Nursery school parent governor, Soo Foley, started a petition that attracted 416 signatures, of which 76.2% were against the merger plans.
However, the Vale cabinet believes that the benefits of the plan outweigh the disadvantages. They will publish a statutory public notice, which will give the public 28 days to respond to the plans between April 11 and May 9.
The merger could save the council £86,000 per year, with the majority of this saving coming through changes to staffing. The new staffing structure will be subject to consultation with the two schools and relevant trade unions.
Out of the 15 primary schools in Barry, Cadoxton Primary is the only school not to have an integrated nursery provision.

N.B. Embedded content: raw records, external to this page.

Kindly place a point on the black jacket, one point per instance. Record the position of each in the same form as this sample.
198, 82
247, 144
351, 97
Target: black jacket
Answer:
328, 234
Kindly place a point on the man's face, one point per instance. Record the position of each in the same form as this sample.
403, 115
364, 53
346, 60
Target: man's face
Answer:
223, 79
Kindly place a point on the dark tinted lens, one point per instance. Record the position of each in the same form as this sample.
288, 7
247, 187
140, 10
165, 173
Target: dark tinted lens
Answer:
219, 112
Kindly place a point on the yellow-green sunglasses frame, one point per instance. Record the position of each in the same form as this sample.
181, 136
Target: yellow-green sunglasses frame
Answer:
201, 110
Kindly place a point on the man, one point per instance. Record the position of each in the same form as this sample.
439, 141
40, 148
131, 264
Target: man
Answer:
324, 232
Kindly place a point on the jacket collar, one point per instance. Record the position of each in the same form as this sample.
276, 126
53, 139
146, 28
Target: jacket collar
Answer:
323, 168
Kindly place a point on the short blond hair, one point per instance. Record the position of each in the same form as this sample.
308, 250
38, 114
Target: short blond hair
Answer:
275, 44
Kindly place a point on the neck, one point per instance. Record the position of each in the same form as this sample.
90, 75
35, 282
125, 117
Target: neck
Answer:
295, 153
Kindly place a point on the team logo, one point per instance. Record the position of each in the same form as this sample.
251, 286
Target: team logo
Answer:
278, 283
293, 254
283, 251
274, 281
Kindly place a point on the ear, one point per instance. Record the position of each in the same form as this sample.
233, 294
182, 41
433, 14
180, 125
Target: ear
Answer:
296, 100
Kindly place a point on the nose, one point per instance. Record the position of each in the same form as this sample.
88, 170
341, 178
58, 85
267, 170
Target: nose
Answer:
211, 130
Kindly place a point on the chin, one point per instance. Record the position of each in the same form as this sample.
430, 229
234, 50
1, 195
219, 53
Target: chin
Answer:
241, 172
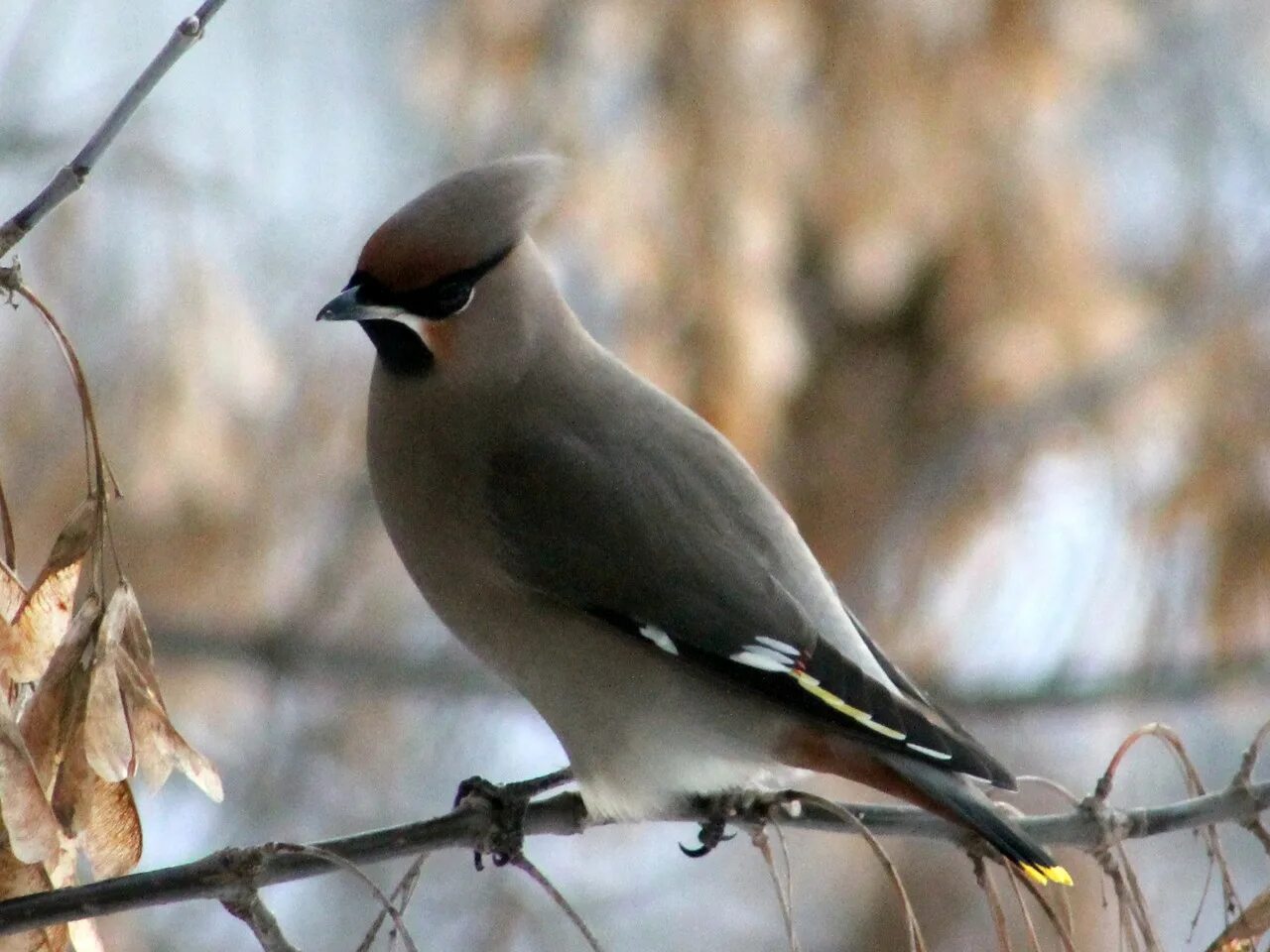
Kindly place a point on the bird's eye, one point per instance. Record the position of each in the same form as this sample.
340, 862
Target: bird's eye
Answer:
448, 298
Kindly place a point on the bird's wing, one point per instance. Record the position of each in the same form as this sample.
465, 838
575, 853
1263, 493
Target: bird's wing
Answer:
658, 527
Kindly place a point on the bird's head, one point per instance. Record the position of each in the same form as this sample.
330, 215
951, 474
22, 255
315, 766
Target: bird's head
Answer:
452, 277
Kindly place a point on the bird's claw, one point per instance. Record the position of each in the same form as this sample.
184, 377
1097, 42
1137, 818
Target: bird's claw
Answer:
507, 805
753, 807
712, 833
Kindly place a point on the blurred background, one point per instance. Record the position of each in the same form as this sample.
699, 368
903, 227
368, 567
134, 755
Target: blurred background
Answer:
979, 287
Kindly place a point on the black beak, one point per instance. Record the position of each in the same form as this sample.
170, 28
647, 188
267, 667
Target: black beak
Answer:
345, 306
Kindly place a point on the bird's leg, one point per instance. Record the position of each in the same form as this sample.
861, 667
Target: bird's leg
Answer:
507, 803
747, 805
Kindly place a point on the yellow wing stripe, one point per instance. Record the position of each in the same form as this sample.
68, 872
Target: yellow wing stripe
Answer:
1042, 875
813, 687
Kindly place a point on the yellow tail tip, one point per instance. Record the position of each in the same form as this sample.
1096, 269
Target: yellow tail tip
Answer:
1040, 875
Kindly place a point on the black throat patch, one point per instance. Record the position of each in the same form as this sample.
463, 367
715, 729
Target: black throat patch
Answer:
399, 348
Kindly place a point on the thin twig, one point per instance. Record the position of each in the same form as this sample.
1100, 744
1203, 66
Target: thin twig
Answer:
761, 842
983, 876
343, 864
246, 905
71, 176
402, 893
915, 930
522, 864
563, 814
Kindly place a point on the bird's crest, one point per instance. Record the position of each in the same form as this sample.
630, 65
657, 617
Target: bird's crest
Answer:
461, 221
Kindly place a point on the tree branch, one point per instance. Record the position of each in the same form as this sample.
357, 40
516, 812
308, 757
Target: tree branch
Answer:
71, 176
1091, 826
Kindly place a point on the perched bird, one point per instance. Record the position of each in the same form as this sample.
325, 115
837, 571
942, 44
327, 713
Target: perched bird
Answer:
606, 551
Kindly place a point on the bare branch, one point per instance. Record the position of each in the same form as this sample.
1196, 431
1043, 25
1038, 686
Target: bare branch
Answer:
246, 905
226, 873
71, 176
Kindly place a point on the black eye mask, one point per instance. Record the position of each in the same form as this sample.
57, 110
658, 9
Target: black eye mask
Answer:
436, 301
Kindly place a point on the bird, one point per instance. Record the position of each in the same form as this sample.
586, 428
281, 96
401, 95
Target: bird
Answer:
606, 551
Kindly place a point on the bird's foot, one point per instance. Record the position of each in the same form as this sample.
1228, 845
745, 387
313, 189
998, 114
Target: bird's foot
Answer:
506, 803
752, 806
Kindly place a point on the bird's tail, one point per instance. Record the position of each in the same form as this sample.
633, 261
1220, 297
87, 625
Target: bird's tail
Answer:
952, 797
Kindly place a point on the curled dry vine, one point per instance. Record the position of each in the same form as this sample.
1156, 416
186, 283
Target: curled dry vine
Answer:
1092, 825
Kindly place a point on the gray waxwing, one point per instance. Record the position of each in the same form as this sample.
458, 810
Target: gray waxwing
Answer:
606, 551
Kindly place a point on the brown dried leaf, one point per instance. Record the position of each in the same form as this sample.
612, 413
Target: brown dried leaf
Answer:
159, 746
107, 738
73, 540
56, 710
136, 640
41, 625
45, 613
13, 593
73, 788
27, 816
18, 879
84, 937
1247, 928
112, 835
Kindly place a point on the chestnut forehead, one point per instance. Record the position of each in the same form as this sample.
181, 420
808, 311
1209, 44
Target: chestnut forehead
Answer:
457, 223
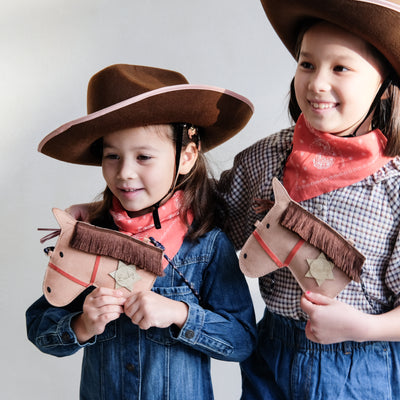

The Report of the Cabinet Member for Children’s Services and Schools, published on 7 March 2016, says: “Incorporating the nursery school at Cadoxton into the primary school offers a more efficient and sustainable model of delivery.
“The amalgamation of the two schools on their current sites would provide savings predominantly through the streamlining of the leadership, governance and management of the schools by way of a single headteacher, leadership team and governing body.”
A proper six-week consultation period was completed between January 4 and February 15, 2016, where parents, governors and staff were invited to express their views on the merger.
The key concerns raised included the loss of the nursery’s “community centred ethos” and worry about the wellbeing of the nursery children “as a result of having shared leadership and potential changes in staff responsibilities”.
Many of the nursery school parents have praised staff for helping the school achieve excellent results. They have concerns about the “potential staff implications” and whether there will be a job for everybody at the amalgamated school.
Those in favour of the proposal believe there will be greater continuity for children in a school that ranges from three to 11 years.Other benefits include shared resources and greater consistency for parents with regards to uniforms, inset days and school holidays.